4

I'm studying for an exam and am trying to follow this problem: I have the following C code to do some array initialisation:

int i, n = 61440;
double x[n];
for(i=0; i < n; i++) {
  x[i] = 1;
}

But the following runs faster (0.5s difference in 1000 iterations):

int i, n = 61440;
double x[n];
for(i=n-1; i >= 0; i--) {
  x[i] = 1;
}

I first thought that it was due to the loop accessing the n variable, thus having to do more reads (as suggested here for example: Why is iterating through an array backwards faster than forwards).
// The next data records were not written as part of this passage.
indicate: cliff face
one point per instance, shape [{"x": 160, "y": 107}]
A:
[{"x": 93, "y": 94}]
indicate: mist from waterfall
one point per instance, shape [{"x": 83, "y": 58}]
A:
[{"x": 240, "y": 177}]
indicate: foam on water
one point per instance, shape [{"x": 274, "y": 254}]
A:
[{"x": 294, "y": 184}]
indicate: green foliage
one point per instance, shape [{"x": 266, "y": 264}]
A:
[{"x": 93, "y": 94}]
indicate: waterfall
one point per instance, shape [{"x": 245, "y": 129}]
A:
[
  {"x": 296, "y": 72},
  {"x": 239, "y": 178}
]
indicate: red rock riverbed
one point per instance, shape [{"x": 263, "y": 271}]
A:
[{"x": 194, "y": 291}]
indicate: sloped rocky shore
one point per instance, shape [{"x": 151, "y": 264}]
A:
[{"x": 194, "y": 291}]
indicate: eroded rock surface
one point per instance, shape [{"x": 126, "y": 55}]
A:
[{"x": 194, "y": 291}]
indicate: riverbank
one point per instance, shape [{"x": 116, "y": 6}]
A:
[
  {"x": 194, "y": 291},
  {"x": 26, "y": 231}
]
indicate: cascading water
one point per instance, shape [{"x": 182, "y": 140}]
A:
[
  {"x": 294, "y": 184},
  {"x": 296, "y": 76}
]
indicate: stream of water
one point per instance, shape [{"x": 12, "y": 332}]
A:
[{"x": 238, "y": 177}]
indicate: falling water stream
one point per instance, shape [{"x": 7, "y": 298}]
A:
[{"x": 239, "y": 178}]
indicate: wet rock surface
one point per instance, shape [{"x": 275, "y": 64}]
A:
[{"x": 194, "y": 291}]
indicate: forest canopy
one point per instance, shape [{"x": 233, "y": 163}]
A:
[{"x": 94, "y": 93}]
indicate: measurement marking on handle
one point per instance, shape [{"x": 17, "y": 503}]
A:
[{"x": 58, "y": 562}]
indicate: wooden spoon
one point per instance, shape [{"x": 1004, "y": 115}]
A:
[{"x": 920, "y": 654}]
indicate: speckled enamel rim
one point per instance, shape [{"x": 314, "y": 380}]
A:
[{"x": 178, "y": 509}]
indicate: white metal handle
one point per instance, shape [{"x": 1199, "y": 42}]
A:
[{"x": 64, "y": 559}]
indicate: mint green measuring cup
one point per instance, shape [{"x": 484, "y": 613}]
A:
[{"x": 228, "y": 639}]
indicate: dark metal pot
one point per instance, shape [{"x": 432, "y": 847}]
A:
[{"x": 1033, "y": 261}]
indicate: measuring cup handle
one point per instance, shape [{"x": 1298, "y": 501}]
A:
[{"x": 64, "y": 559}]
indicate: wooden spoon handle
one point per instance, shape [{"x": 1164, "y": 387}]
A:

But even if I change the n in the first loop to a hard coded value, or vice versa move the 0 in the bottom loop to a variable, the performance remains the same. I also tried to change the loops to only do half the work (go from 0 to < 30720, or from n-1 to >= 30720), to eliminate any special treatment of the 0 value, but the bottom loop is still faster

I assume it is because of some compiler optimisations? But everything I look up for the generated machine code suggests, that < and >= ought to be equal.

Thankful for any hints or advice! Thank you!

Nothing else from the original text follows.